Wednesday 29 June 2011

Hot Summer And Good Winter

Back from a field where I cast of the shackles of technology to give myself more freely to the worship of the sun and the start of a new season in the turning of the world, or to put it more plainly back from solstice celebrations sans new phone remembering that high-tech is not for me and that beating drums and swilling port in fields most definitely is. Then watched other people in fields as the self torture of televised Glasto footage enters my living room, but maybe Radiohead, Pulp, Eels, Elbow and QOTSA would have been too much for this little muso’s head to take in so I will just wish a hearty congratulations to my dear brother who proposed to his lovely girlfriend while at the festival and wish them all the best in their sun filled lives together. Meanwhile I will soak in glorious music as always and re-tell stories of my love with a big long rant about the brilliance of ‘Bon Iver’ and their self titled new offering‘Bon Iver’.
A highly anticipate release in my eyes, this is an artist who forms a beautiful soundtrack to the equally beautiful love affair I am still very much involved in. When I was worrying about the commitment I was forming with someone in a period of my life when commitment making was supposed to be very low on the priority agenda, I hesitated before booking tickets to a show four months in advance and all the connotations that might infer but was richly rewarded when we saw Justin and Co perform a show on December the 7th 2008 at the Victoria Apollo that immediately entered my top 10 Live performances of all time (this list would be shared if interest was shown).
 Sam and I quibble over if it was during, ‘Blindsided’ or ‘Skinny Love’ that I first whispered those three special words in her ear. I can’t believe I would have been so clichéd to pick the single and after all ‘I’m not really like this, I’m probably plightless’. From then it was a single bed in a student house where we were prone to annoying the neighbours that the early morning slumbers were made the more glorious by the sounds of ‘re:stacks’ and the rest of the blissful album ‘For Emma And Ever Ago’, never a truer indication that misery doesn’t always have to breed misery and that heartbreak can nurture new love. Don’t worry it’s not the girl I’m going to talk about here it’s the music, besides I always read these ramblings to Sam out loud before posting them on that there T’internet so that has been quite enough soppiness to induce a blush on even my usually unflappable cheeks.
Justin Vernon soon became the man who went up a mountain and came down a musician, a mantle and mystery he can’t be too irritated by as the cover of the new eponymous release vaguely features  the abstract image of a red shack nestled in opaque surroundings, but I don’t feel that this is a release that could have been penned and planned alone in a cabin. There is a musical cohesion here that is born out of a group working on the same page and a rhythmic dynamacism that would be difficult to beat out alone, pardon the pretentious punnery.

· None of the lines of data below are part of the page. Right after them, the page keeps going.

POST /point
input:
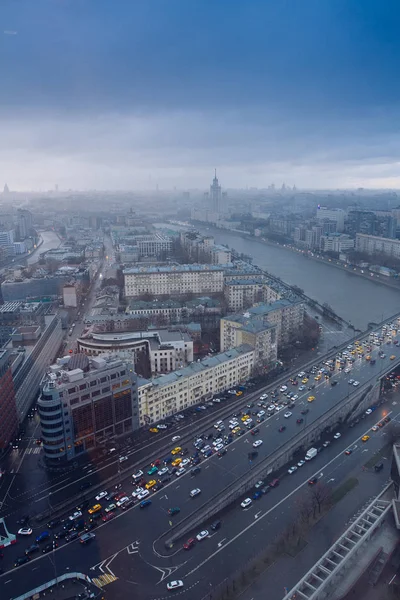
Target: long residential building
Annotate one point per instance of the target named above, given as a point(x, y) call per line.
point(371, 244)
point(174, 280)
point(86, 404)
point(163, 396)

The album reflects the interesting and diverse musical journey that Justin Vernon has been on since we first heard his heartbroken and weather-beaten voice three years ago. Encompassing the somewhat spooky atmospheric styling’s practiced in his side project ‘Volcano Choir’ to the vo-coded musings that have seen his work popping up in such places as Kanye West’s albums, but at the core is still the genius and honesty of a true warrior poet. This album is more an act of musical exploration than emotional desperation but it still manages to create the same mystical sense of belonging and all the depth of a perfect balance of bitter and sweet that ‘For Emma’ ever did. From a totally different place in their lives Justin and Bon Iver have created something truly magnificent, maybe that mysterious barn is inside of him to draw on that deep loneliness and no matter how far we all come we still carry the weight.  

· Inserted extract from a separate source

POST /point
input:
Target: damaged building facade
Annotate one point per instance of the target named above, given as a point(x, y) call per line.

There is subtle lairing in this music that is understated and hypnotic, the saxophone stylings of Mike Lewis give a haunting holy quality to some pieces that resonates so well with the coarse folk vocal. Each song is named after places, some real and some fictional that delivers the music from a landscape straight out of another place and gives the music a landscape all of its own, this is not a sing-along lyrical album its built upon a deeply personal poetry that bends round music that ranges from the depths of pitch bended folk to pure 80’s power ballad. Justin basks so brilliantly in the bitter but with the personally empowered vision that without this depth of misery we could never experience any joy. This is a love album with more reality and honesty than many people will ever be able to deal with, it addresses feelings of abandoning yourself and giving totally and freely to something that you are fully aware can throw you to the ground mercilessly, it talks of hiding in intoxication and learning from your mistakes by being able to criticise yourself and distract from your own self as a being of ego and become something more pure more holy. These messages are not thrown in your face they are subtlety woven into wording and music that will intoxicate and cure.

I will not be hesitating or feeling concerned at the four months I will have to book in advance to see this group play live in the UK again and will be very happy to be standing there with someone who has taught me so much and forced me to look at myself with a clearer view in an ever complicated world.

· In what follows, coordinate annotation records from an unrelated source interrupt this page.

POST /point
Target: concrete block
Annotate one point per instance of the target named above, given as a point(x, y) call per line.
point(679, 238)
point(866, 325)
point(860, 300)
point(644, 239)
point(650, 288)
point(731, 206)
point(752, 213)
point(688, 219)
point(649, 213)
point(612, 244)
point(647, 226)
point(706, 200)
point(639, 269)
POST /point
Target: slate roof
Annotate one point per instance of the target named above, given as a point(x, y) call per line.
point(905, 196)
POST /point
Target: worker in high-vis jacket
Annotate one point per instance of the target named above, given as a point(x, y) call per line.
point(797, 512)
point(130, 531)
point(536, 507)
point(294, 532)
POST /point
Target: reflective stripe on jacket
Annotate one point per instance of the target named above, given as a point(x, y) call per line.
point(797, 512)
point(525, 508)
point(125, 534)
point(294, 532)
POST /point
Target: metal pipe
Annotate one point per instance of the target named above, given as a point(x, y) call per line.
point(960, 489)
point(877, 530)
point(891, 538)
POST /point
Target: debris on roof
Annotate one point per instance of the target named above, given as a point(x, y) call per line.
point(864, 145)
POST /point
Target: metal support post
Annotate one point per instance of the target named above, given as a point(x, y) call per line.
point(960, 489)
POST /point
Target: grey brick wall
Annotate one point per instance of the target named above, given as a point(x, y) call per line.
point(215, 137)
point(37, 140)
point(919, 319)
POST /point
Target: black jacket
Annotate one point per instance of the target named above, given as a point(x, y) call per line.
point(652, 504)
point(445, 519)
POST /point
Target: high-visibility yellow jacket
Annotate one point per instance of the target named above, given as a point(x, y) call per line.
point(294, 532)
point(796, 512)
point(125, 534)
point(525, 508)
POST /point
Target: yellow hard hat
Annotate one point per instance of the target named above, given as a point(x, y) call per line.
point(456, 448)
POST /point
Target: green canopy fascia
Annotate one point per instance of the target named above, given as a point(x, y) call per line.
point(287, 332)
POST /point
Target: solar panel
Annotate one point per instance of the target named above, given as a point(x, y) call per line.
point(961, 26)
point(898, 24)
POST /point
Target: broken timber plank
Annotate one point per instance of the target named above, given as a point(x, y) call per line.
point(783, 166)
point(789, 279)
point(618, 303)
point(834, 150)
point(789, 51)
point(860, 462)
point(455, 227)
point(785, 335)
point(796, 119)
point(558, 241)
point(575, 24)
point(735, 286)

“Still alive for you, love”
                                                  Bon Iver – Perth

Plenty more good music been released of late and some long overdue reviews of some albums that have been on heavy rotation in my ears recently and obviously a whole host of ranting warbling amassing in my brain waiting to make it to my fingers before they surely cause an embolism in my brain. Listen to good music, eat good food and love your lives.